# Jemanden als Präsident(en?) einsetzen



## bearded

Guten Tag an alle

Aus dem heutigen 3sat-Teletext:

_Seehofer will neuen BBK-Chef
...Der Bundesinnenminister beabsichtigt, Armin Schuster als Präsident einzusetzen._

Wäre hier 'als Präsident*en*' (Akkusativ) nicht richtiger? Ansonsten könnte sich 'Präsident' vielleicht auf den Innenminister selbst (Subjekt) beziehen..

Im Voraus besten Dank.


----------



## Frieder

bearded said:


> Wäre hier 'als Präsident*en*' (Akkusativ) nicht richtiger?


Ja.


bearded said:


> Ansonsten könnte sich 'Präsident' vielleicht auf den Innenminister selbst (Subjekt) beziehen..


So ist es.

Aber wo steht geschrieben, dass ein Journalist Deutsch können muss?


----------



## bearded

Frieder said:


> wo steht geschrieben, dass ein Journalist Deutsch können muss?


----------



## JClaudeK

Folgender Artikel dürfte Dich interessieren:



> *Deklination der schwachen Maskulina als Zweifelsfall *
> 
> Es ist allgemein bekannt, dass bei einer Anzahl von Substantiven, die ursprünglich  nach der schwachen Deklination flektieren, eine Tendenz besteht, den Akkusativ  und den Dativ Singular nicht mehr zu markieren, d.h. ohne Kasussuffix zu bilden,  oder, wie es der _Duden Band 9, Richtiges und gutes Deutsch,_ formuliert:
> 
> Es besteht eine starke Neigung, bei schwach gebeugten maskulinen Substantiven  im Dativ und Akkusativ Singular die Deklinationsendung abzuwerfen und die Substantive  dadurch zu starken zu machen. (Duden 2001: 859)
> 
> [....]
> Zweifel bestehen also, und "falsche" Formen kommen tatsächlich vor, sogar  in einer Zeitung wie der FAZ, die nicht gerade für sprachliche Schludrigkeiten  bekannt ist.


und:


> Bei einer Reihe von Fremdwörtern wird die Deklination häufig unterlassen,  wenn sie als Rangbezeichnung, Titel oder Berufsbezeichnung, und in diesen Fällen  oft in Verbindung mit dem Namen, gebraucht werden:
> dem, den Architekt statt: dem, den Architekten; dem, den Dirigent statt:  dem, den Dirigenten
> Diese Unterlassung  der Deklination ist *nicht korrekt*. (Duden 2001: 861)
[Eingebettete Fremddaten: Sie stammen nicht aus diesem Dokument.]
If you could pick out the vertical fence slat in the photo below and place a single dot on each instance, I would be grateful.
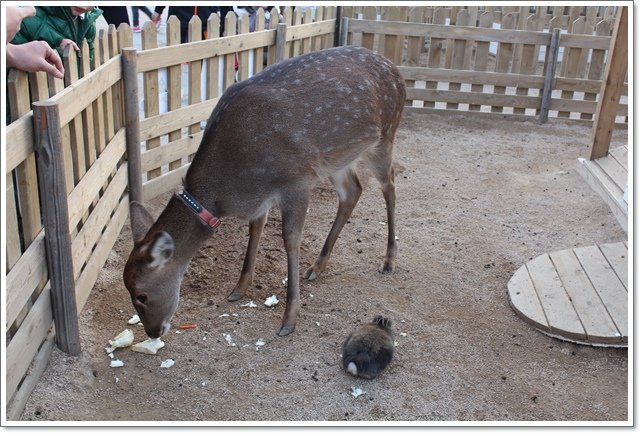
(51, 172)
(132, 123)
(151, 104)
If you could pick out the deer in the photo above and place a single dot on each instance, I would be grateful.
(268, 141)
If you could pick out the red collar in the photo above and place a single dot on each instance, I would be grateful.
(193, 204)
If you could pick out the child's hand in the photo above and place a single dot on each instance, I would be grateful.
(66, 42)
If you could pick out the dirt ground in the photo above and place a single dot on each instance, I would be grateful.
(477, 198)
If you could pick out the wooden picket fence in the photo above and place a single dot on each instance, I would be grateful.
(498, 70)
(87, 130)
(122, 128)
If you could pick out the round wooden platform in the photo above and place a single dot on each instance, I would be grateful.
(578, 294)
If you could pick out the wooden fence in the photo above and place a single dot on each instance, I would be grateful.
(123, 128)
(78, 144)
(498, 70)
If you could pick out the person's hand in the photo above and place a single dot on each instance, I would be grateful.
(66, 42)
(35, 56)
(15, 15)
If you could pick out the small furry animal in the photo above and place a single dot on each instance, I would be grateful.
(369, 349)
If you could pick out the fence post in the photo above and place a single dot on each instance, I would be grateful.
(281, 41)
(344, 31)
(132, 123)
(549, 75)
(51, 175)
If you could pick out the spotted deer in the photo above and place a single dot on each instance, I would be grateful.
(267, 142)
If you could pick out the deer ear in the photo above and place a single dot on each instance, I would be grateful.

_Präsident_ gehört in diese Kategorie.


----------



## bearded

Sehr interessant.  Vielen Dank, JClaudeK!


----------



## tatüta

Mir fällt auch immer wieder auf, dass statt "niemandem" oder "niemanden" einfach "niemand" geschrieben wird. Scheint auch zu diesem Phänomen zu gehören.


----------



## Demiurg

Mit ist auch schon der umgekehrte Fall begegnet, dass ein starkes Substantiv schwach dekliniert wird, z.B. "dem Autoren".   Ich halte das für Hyperkorrektur.

Siehe auch hier: Der Fehler des Autoren ist der Genitiv.


----------



## JClaudeK

Demiurg said:


> Ich halte das für Hyperkorrektur.


----------



## berndf

Demiurg said:


> Ich halte das für Hyperkorrektur.


Well, "sort of". Das Problem tritt nur bei (meist lateinischen) Lehnwörtern auf, die im Plural in allen Kasus auf_ -en_ enden. Bei nativen Wörtern ist das hinreichendes Zeichen für schwache Deklination und das wird hier wohl etwas übergeneralisiert.

_Autor, Doktor, Friede, Funke_ — Problemfälle der Flexion


----------



## bearded

berndf said:


> bei (meist lateinischen) Lehnwörtern..., die im Plural in allen Kasus auf_ -en_ enden


Auf diesem Gebiet ist Deutsch manchmal widersprüchlich/unberechenbar.  Ich verstehe als 'Romanisch-Sprecher' z.B. nicht,  wieso 'Kontinent' und 'Präsident' zwei unterschiedliche Plurale haben sollen (Kontinente/Präsidenten, also starke/schwache Deklination): beides aus Latein, beides auf -ent... (teilweise bereits hier erörtert: German cases with respect to strong and weak masculine nouns).


----------



## tatüta

Demiurg said:


> Mit ist auch schon der umgekehrte Fall begegnet



Klar, den umgekehrten Fall gibt es immer, das ist nur logisch. 

Dem beklagten Siegeszug des Dativs über den Genitiv zum Trotze hat der Genitiv andernorts den historisch verwendeten Dativ verdrängt: zum Beispiel im Falle von "trotz". Es kommt vor, dass nach Präpositionen, die (nach wie vor) den Dativ verlangen (gemäß, entgegen, entsprechend) der Genitiv verwandt wird. 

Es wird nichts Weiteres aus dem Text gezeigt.